ORIGINALLY WRITTEN DON RATZLAFF
The Hillsboro Police Department found its Christmas stocking wasn’t as full as was hoped after hearing word that it did not receive the full grant award it had requested for additional law enforcement equipment.
Chief Dan Kinning told the city council at its Dec. 19 meeting that the department will receive only $4,738 of the $6,992 it had applied for from a federal-state block grant.
Kinning speculated the award was lower than requested because many police departments from across Kansas had applied for the funding and it was divided accordingly.
The money came to the state as a block grant from the U.S. Department of Justice.
“It wasn’t disappointing,” he said of the announcement. “I was just glad we got something. It was greatly needed. I know there were other departments that were cut back, too.”
Kinning said the money HPD was awarded will enable him to buy each of the items he had applied for, but not in the quantities requested.
The department applied for: five drug-testing kits and was given money for three; five PBT intoxilizers and received funds for three; five 35mm cameras and will have money for three.
The grant also approved the purchase of the one digital camera and all five Sig Sauer handguns Kinning had requested.
The handguns were underfunded, though.
“I bid them at $3,100, they gave me $2,000 and told me to go buy five.

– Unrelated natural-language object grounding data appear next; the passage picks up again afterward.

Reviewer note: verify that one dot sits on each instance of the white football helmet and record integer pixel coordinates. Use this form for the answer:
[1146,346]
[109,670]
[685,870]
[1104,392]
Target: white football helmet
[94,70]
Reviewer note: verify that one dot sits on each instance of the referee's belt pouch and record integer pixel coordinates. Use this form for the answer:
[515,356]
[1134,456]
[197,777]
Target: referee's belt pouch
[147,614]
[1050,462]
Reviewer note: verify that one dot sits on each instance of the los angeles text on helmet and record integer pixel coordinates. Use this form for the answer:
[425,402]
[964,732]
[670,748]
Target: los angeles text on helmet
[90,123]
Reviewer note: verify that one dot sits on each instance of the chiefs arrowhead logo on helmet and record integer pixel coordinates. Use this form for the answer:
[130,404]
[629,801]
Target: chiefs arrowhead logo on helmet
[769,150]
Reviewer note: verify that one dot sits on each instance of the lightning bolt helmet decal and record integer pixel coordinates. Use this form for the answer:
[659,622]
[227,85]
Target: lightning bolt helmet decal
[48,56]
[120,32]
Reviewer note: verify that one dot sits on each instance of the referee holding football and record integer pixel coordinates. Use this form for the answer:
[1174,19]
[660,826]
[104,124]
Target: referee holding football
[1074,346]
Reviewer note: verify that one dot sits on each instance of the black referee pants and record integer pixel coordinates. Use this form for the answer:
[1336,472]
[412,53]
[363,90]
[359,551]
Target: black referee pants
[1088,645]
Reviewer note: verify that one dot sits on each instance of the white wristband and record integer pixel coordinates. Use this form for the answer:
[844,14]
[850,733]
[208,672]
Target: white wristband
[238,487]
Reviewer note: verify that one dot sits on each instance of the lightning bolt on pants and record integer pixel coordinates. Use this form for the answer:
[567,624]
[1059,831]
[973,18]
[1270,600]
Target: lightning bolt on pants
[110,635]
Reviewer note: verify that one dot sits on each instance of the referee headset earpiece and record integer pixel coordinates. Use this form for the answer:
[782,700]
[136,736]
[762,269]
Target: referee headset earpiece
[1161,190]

It’s just impossible,” Kinning said. “I’m going to have to find some money somewhere else to make up the difference.”
Mayor Delores Dalke and council members lauded Kinning’s initiative and encouraged him to approach civic groups and other private sources to fund the rest of the equipment he had applied for.
The council approved the purchase of a hardware and software package that should modernize the cash-management procedures at city hall.
The package, bid at $6,501 by Data Technologies, Inc., will provide the office with a day-to-day accounting of cash transactions, utility payments and receipting-an undertaking that currently requires a three-step manual procedure.
“This is a giant step forward,” Dalke said. “I think we have one of the most antiquated systems ever invented.”
Councilor Mike Padgett made the motion to purchase the package.
“I think it’s time we moved into the 20th century,” he said.
City Administrator Steve Garrett told the council he likely will ask them sometime in 2001 to consider more changes, including some structural renovations and new equipment, that will make the office more customer-friendly and efficient.
Interim City Attorney Dan Baldwin told the council that after studying case law regarding the requirements for newspapers seeking to publish legal notices, he had concluded the Hillsboro Free Press Digest qualified for consideration.
Joel Klaassen, publisher of the the Free Press Digest and the Hillsboro Free Digest, had proposed last month that the Digest, with a circulation of 13 subscribers in Marion County, be considered the city’s official newspaper for publishing legal notices.
As part of the package, Klaassen said the notices would also be published without charge in the Free Press, which goes to every postal address in the county.
Hoch Publishing, publishers of the Hillsboro Star-Journal, the current official newspaper, had opposed the plan and questioned the legal status of the Digest.
Baldwin also said he had issues related to the “spirit of the law” that he wanted to discuss with the council in executive session.
The council later adjourned to discuss that issue and the matter of renewing the lease for the city-owned Dari-Ette property along West D. Jay L. McClure, Marion, has asked to renew the lease.
No public action was taken on either matter at the conclusion of the executive session.
In other matters, the council:
n approved a progress payment of $14,245 to Mid-States Energy Works toward the construction of the new electrical substation for Hillsboro. The total contract for the project is $382,360.
n agreed to pay Middlecreek Mining Corp. a final request of $54,973 toward water-improvements work in the Prairie Pointe housing development.
n agreed to pay BG Consultants $2,188.96 for work done from September through November for water-improvement projects in Prairie Pointe, but to ask for a more detailed accounting for bills presented for water improvement and construction observation.
n approved a final payment of $9,812 to Hett Construction for completion of the concrete work to replace the alley between the 100 block of North Ash and North Main.
n agreed to renew the planning and zoning consulting contract of Eric Strauss of Strauss and Associates, Lawrence, for the coming year.
For Strauss’s services, the firm will bill the city $81.20 per hour, the same rate charged the past two years.
The contract also includes mileage reimbursement-but not travel time-at the rate the city pays its own employees.
The Hillsboro Planning Commission met six times in 2000.
n accepted the bid of Emprise Bank for the city’s operating accounts for 2001. Emprise offered a fixed rate of 5.80 percent. Central National Bank offered a fixed rate of 5.54 and Hillsboro State Bank bid a rate of 3.25 percent for checking and 4.75 for money market accounts.
n received notice from the Kansas Department of Health & Environment that the amount of the city’s loan for the wastewater collection systems improvement project had been reduced by $553, from $443,000 to $442,447, to reflect the final cost of the project.